Веселье продолжалось. Одна известная песня следовала за другой: за «Чон Ханлайлун» — «Кичик Ханлайлун», и дальше — «Жанан киз», и снова маргул, и чтобы связать маргул с новым напевом — дастан «Гариб и Санам»:

Мой сокол, ты далеко,

Тебя не найду нигде.

С тобой пропал мой покой,

Его не найду нигде.

Я жду тебя, сокол мой,

И летом жду и зимой,

Дневной порой и ночной…

Но сокола нет нигде.

Печальный напев и ласкал и бередил душу, — а музыканты, не давая опомниться, уже перешли к озорным танцевальным мелодиям. Все покрывал, над всем господствовал ритм бубна.

Мастура, до того неподвижно полулежавшая в кресле, теперь словно очнулась от тайных дум и мечтаний и первая ударила в ладоши.

Расправив грудь, как парус, наполненный свежим ветром, покачиваясь, поплыла в танце Потам. Руки ее то распластывались в стороны, подобно ястребиным крыльям, то взвивались вверх, легкие, как крылья голубки, и трудно было определить — скользят ли ее ноги по воздуху или ступают по земле. Волосы, заплетенные в две тугие косы, вздрагивали на плечах, взлетали и падали то на спину, то на грудь. Шариван, увлеченная танцем, не спросив разрешения у госпожи, поднялась со своего места и двинулась вслед Потам… Но Мастура не рассердилась, наоборот, она одобрительно кивнула служанке и в такт музыке еще громче захлопала в ладоши.
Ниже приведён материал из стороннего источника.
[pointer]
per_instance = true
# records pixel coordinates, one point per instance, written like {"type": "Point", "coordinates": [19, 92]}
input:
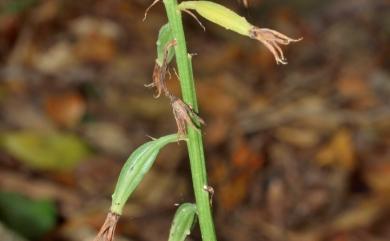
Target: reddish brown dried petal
{"type": "Point", "coordinates": [271, 39]}
{"type": "Point", "coordinates": [184, 115]}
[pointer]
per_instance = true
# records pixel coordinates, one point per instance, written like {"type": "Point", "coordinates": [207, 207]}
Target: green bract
{"type": "Point", "coordinates": [218, 14]}
{"type": "Point", "coordinates": [182, 222]}
{"type": "Point", "coordinates": [164, 37]}
{"type": "Point", "coordinates": [135, 169]}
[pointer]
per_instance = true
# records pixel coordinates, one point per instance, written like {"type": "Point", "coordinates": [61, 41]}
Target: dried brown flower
{"type": "Point", "coordinates": [184, 115]}
{"type": "Point", "coordinates": [271, 39]}
{"type": "Point", "coordinates": [160, 71]}
{"type": "Point", "coordinates": [107, 231]}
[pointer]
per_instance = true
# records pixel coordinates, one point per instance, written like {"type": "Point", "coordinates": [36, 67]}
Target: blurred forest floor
{"type": "Point", "coordinates": [295, 153]}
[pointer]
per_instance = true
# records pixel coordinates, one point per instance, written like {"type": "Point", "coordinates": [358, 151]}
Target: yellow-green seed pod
{"type": "Point", "coordinates": [230, 20]}
{"type": "Point", "coordinates": [218, 14]}
{"type": "Point", "coordinates": [135, 168]}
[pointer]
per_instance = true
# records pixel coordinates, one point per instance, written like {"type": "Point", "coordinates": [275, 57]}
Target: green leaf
{"type": "Point", "coordinates": [135, 168]}
{"type": "Point", "coordinates": [164, 37]}
{"type": "Point", "coordinates": [183, 222]}
{"type": "Point", "coordinates": [45, 150]}
{"type": "Point", "coordinates": [30, 218]}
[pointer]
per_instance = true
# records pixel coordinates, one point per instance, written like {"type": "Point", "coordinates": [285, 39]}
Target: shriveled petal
{"type": "Point", "coordinates": [271, 39]}
{"type": "Point", "coordinates": [184, 115]}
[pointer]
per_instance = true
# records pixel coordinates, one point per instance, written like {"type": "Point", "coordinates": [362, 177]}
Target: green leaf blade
{"type": "Point", "coordinates": [135, 168]}
{"type": "Point", "coordinates": [183, 221]}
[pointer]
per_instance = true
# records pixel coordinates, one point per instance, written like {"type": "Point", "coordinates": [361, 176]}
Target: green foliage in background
{"type": "Point", "coordinates": [30, 218]}
{"type": "Point", "coordinates": [45, 150]}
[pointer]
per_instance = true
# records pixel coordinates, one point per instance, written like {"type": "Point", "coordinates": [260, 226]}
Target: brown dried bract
{"type": "Point", "coordinates": [271, 39]}
{"type": "Point", "coordinates": [184, 115]}
{"type": "Point", "coordinates": [160, 71]}
{"type": "Point", "coordinates": [107, 231]}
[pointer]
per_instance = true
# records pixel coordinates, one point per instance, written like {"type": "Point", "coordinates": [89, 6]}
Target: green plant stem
{"type": "Point", "coordinates": [194, 143]}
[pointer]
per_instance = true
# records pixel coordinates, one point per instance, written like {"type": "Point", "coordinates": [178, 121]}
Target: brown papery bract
{"type": "Point", "coordinates": [107, 231]}
{"type": "Point", "coordinates": [183, 114]}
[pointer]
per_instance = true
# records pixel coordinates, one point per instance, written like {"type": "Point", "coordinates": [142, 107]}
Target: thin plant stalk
{"type": "Point", "coordinates": [194, 143]}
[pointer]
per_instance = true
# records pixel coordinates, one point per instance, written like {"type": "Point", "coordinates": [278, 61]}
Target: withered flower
{"type": "Point", "coordinates": [271, 39]}
{"type": "Point", "coordinates": [107, 231]}
{"type": "Point", "coordinates": [184, 115]}
{"type": "Point", "coordinates": [160, 71]}
{"type": "Point", "coordinates": [228, 19]}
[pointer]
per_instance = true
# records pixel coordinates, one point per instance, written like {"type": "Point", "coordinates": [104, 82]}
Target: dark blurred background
{"type": "Point", "coordinates": [295, 153]}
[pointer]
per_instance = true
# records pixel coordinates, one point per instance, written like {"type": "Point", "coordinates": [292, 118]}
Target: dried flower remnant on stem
{"type": "Point", "coordinates": [271, 39]}
{"type": "Point", "coordinates": [107, 230]}
{"type": "Point", "coordinates": [184, 115]}
{"type": "Point", "coordinates": [160, 71]}
{"type": "Point", "coordinates": [228, 19]}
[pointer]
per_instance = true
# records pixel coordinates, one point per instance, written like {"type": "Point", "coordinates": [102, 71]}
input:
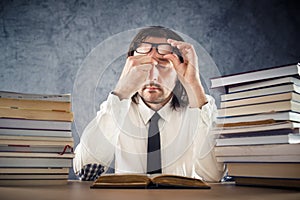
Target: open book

Теперь танцевали обе, Потам и Шариван, они строили друг другу глазки, поводили плечами, поигрывали бровями — как голубки, что кувыркаются в небе, то сближались, то удалялись вновь. Музыка гремела все сильнее, и веселье было в самом разгаре, когда осторожно приоткрылась дверь и в гостиную вошел ишик агабек[36].

Он молча приложил правую руку к груди, сплошь закрытую длинной седой бородой, и трижды степенно поклонился. Это означало одновременно и приветствие госпоже, и то, что ишик агабек принес ей вести от бека Хализата, ее мужа. Мастура-ханум подняла правую руку и этим жестом словно перерезала все струны. В зале наступила тишина.